Forecasting the discharge of large rivers plays an essential role in many areas: water resource management, dam operations, river navigation, hydropower generation, and flood forecasting. Having a reliable estimate of discharge for the coming days enables managers to make operational decisions, often under very short time constraints.
In this tutorial, we focus on the Mississippi River at St. Louis, Missouri. This choice is not arbitrary. Located immediately downstream of the confluence with the Missouri River, this gauge station is influenced by an immense watershed covering a large part of the central United States. The variations observed at St. Louis thus result from hydrological phenomena occurring sometimes several hundred kilometers upstream, making it an excellent case study for multivariate forecasting.
The data used come from the United States Geological Survey (USGS), which provides a vast set of hydrological measurements freely accessible via various APIs. Among the many available variables, two were of particular interest:
- discharge (or streamflow);
- gage height.
These two quantities are naturally strongly correlated: when the river level rises, its discharge also tends to increase. They thus describe two different aspects of the same physical phenomenon.
Nevertheless, we chose to build this tutorial using discharge data. The reason is largely practical: over the study period, the discharge time series are remarkably complete, whereas the gage height series have several gaps and interruptions. In order to have a regular time series with no missing values that can be directly used by machine learning models, discharge is therefore the best choice.

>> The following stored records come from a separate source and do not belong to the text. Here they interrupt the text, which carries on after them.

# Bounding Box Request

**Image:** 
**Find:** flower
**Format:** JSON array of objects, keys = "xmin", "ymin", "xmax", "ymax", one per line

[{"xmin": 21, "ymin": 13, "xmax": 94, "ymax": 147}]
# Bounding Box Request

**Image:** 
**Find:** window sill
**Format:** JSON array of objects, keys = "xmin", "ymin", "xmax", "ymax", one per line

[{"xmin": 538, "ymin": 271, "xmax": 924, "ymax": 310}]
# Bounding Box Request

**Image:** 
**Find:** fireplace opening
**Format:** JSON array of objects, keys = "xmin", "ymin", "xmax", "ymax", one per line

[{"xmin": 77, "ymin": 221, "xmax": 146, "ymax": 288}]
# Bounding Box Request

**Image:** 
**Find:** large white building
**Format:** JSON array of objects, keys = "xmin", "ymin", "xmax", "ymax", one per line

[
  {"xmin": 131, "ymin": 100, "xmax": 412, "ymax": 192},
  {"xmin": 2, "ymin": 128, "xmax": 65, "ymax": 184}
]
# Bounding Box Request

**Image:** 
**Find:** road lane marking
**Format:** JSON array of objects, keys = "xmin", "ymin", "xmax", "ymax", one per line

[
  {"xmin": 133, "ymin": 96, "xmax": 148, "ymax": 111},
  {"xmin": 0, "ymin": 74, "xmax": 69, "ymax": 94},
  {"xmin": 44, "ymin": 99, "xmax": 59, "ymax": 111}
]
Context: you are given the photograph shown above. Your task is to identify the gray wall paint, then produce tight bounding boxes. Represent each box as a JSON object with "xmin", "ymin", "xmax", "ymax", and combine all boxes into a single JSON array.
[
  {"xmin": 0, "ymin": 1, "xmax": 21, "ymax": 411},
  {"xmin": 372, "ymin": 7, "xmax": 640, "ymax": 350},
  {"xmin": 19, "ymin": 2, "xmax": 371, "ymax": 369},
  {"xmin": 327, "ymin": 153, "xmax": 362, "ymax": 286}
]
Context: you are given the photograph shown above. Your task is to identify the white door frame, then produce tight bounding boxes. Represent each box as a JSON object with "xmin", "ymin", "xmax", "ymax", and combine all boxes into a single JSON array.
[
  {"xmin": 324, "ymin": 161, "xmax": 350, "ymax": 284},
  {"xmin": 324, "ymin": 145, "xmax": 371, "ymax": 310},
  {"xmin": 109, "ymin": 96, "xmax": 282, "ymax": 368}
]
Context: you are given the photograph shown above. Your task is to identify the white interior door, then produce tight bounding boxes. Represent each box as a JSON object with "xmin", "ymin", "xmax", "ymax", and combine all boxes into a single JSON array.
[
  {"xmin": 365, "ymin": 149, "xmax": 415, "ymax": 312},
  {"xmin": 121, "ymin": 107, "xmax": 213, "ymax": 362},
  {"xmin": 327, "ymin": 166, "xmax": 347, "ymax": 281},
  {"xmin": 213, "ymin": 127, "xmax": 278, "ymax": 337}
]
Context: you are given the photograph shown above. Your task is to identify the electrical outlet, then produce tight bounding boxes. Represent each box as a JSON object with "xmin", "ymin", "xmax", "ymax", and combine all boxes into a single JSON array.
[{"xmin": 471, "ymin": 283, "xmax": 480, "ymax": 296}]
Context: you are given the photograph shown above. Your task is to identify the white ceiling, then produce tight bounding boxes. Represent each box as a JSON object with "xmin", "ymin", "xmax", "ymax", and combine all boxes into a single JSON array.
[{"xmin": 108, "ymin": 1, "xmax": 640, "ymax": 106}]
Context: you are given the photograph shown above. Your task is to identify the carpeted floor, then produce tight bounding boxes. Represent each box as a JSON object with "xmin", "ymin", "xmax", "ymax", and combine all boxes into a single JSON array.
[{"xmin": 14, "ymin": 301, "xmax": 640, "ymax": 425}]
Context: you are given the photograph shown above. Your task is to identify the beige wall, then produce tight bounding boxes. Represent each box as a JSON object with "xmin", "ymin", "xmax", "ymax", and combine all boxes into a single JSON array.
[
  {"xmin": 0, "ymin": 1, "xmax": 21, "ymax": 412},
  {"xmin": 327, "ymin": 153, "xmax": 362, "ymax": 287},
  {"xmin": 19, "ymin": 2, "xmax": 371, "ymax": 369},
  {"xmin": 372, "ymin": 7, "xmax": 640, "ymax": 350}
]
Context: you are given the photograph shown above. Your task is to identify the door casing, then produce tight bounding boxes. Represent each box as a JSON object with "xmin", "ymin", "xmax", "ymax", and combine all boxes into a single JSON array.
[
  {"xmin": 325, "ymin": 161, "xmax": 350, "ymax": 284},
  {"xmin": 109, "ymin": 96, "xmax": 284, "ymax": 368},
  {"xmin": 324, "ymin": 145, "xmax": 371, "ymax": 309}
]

The goal of this tutorial is not to provide the most performant hydrological model possible, but rather to show how to build step by step a realistic, reproducible forecasting pipeline that is simple enough for each step to be understood and reused by the reader.
We will begin by building a clean hydrological time series, then compare several univariate approaches before progressively enriching the model by integrating upstream stations on the Mississippi and Missouri rivers. Finally, we will show how to leverage meteorological data from the ERA5 reanalysis to further improve the forecasts.
This progression illustrates a simple yet fundamental idea in time series analysis: the best performance often comes less from a complex algorithm than from a relevant representation of the data and careful engineering of the explanatory variables.
Tutorial Scope
This tutorial is above all educational in purpose. It aims to progressively build a complete hydrological forecasting pipeline using open data, while explaining the key steps of data preparation, feature engineering, and modeling.
Consequently, several analyses that would naturally belong to a comprehensive scientific study are intentionally left outside the scope of this tutorial. Their omission does not reflect a lack of interest but rather the educational objective of keeping the workflow simple and reproducible. We therefore do not investigate seasonal or hydrological-regime-dependent performance, nor do we specifically assess the prediction of peak discharges or flood events. Similarly, errors are not analyzed across different discharge ranges, exhaustive hyperparameter optimization is not pursued, and the tutorial remains limited to one-day-ahead forecasting with relatively simple models instead of exploring longer horizons or more sophisticated architectures such as recurrent neural networks or Transformers.